Jane Holl Lute vient d’être nommée Coordonnatrice spéciale du Secrétaire général de l’ONU pour l’amélioration de la lutte contre l’exploitation et les atteintes sexuelles. Elle s’est rendue en Centrafrique du 9 au 11 avril. Jeune Afrique l’a rencontrée.

Des soldats mauritaniens embarquent pour la Centrafrique en février 2016 (photo d’illustration). © Ahmed Mohamed/AP/SIPA

Des soldats mauritaniens embarquent pour la Centrafrique en février 2016 (photo d’illustration). © Ahmed Mohamed/AP/SIPA

Publié le 12 avril 2016 Lecture : 2 minutes.
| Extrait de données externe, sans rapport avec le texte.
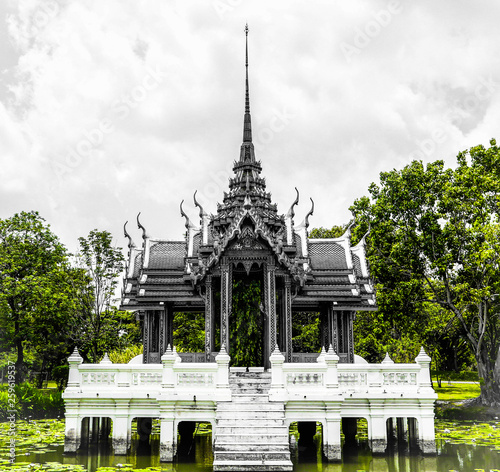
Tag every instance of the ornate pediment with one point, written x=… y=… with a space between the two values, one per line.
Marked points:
x=247 y=240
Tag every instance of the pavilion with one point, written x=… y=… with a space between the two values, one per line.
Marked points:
x=250 y=407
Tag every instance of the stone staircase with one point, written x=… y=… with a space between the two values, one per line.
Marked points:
x=251 y=433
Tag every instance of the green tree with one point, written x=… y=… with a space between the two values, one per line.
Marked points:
x=246 y=325
x=34 y=294
x=189 y=332
x=97 y=321
x=436 y=231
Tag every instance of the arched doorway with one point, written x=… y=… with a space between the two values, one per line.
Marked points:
x=247 y=322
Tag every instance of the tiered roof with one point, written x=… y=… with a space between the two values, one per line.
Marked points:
x=322 y=270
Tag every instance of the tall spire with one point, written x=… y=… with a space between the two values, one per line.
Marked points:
x=247 y=124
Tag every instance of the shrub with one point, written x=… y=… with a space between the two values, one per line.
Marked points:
x=32 y=402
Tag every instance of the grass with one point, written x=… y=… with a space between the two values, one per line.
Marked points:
x=457 y=392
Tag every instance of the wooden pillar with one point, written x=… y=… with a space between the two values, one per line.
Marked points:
x=287 y=313
x=163 y=331
x=85 y=431
x=209 y=321
x=169 y=317
x=333 y=332
x=270 y=297
x=226 y=297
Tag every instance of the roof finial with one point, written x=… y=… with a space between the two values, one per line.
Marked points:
x=247 y=125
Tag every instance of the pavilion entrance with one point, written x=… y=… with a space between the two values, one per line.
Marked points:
x=248 y=321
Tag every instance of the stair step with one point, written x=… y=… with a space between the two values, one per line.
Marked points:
x=251 y=447
x=255 y=466
x=252 y=455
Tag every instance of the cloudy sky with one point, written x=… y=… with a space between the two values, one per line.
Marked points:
x=111 y=107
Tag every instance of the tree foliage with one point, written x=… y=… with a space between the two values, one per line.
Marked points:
x=35 y=297
x=435 y=240
x=246 y=325
x=97 y=322
x=334 y=232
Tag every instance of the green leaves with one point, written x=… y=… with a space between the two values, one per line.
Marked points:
x=435 y=242
x=246 y=325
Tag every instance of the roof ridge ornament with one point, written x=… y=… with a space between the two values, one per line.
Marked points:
x=311 y=211
x=291 y=212
x=197 y=204
x=189 y=224
x=139 y=225
x=347 y=232
x=247 y=124
x=131 y=243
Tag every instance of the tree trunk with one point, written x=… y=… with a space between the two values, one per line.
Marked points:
x=490 y=385
x=20 y=355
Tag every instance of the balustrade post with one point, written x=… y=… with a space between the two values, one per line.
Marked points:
x=121 y=428
x=426 y=433
x=332 y=378
x=167 y=435
x=377 y=427
x=277 y=376
x=222 y=378
x=168 y=360
x=72 y=434
x=424 y=381
x=74 y=380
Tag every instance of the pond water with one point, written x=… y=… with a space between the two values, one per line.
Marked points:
x=449 y=457
x=39 y=447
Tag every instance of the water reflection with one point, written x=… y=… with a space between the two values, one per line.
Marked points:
x=450 y=457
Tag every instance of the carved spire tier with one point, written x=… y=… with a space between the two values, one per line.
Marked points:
x=247 y=187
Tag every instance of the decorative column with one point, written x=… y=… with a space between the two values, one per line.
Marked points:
x=288 y=318
x=167 y=434
x=121 y=427
x=145 y=339
x=72 y=434
x=350 y=317
x=226 y=299
x=209 y=324
x=427 y=398
x=331 y=432
x=165 y=338
x=270 y=297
Jeune Afrique : En quoi consiste votre poste, créé suite à la vague d’accusations d’abus sexuels contre des Casques bleus déployés en Centrafrique?
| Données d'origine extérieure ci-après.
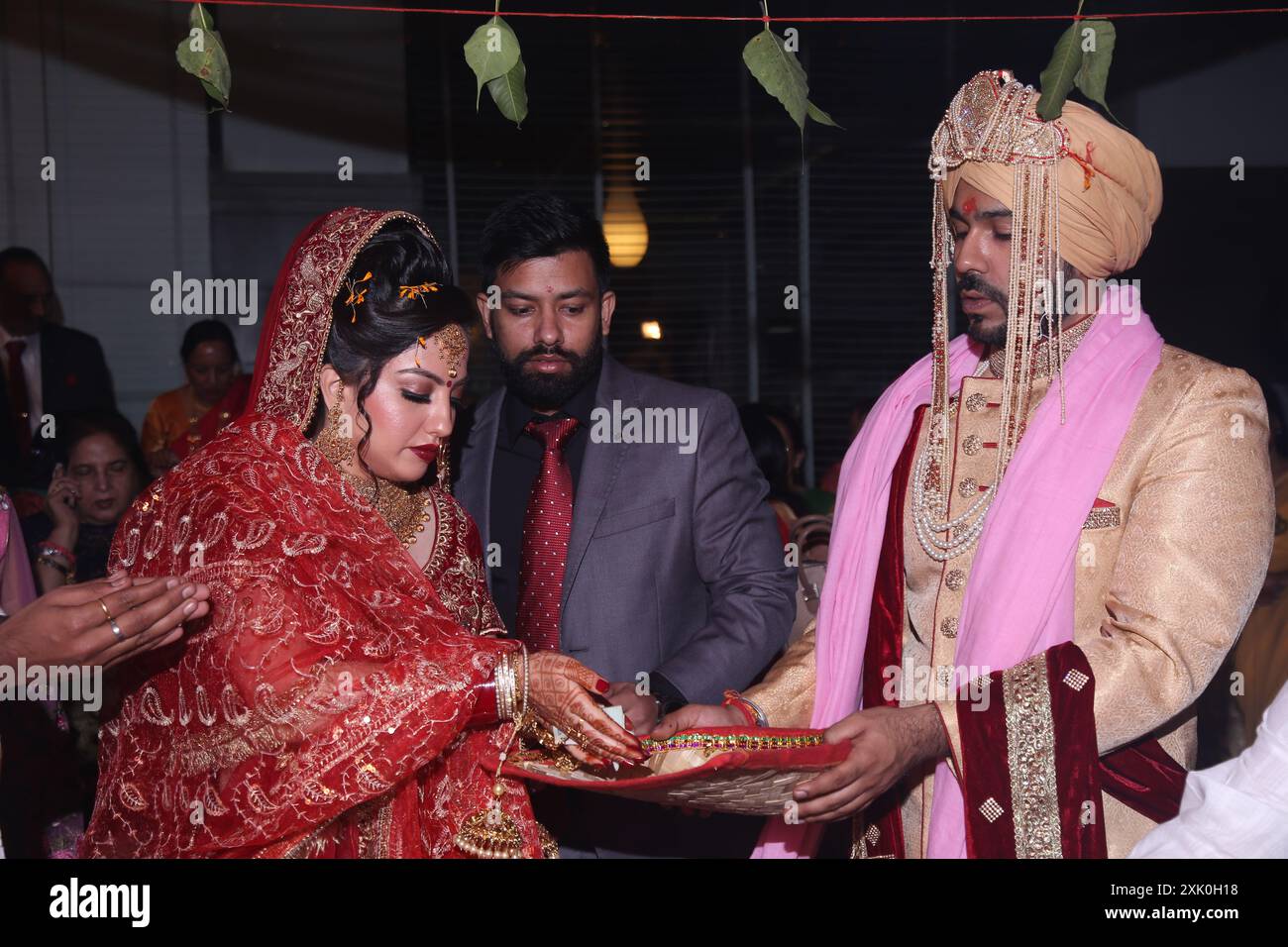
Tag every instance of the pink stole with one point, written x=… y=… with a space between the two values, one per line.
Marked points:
x=1016 y=605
Jane Holl Lute : Mon rôle peut se résumer en une phrase : renforcer de manière mesurable la capacité de l’ONU à prévenir les cas d’abus et à y répondre rapidement. Par « mesurable », je veux dire que l’on pourra juger de mon efficacité au regard de la diminution du nombre de cas d’abus.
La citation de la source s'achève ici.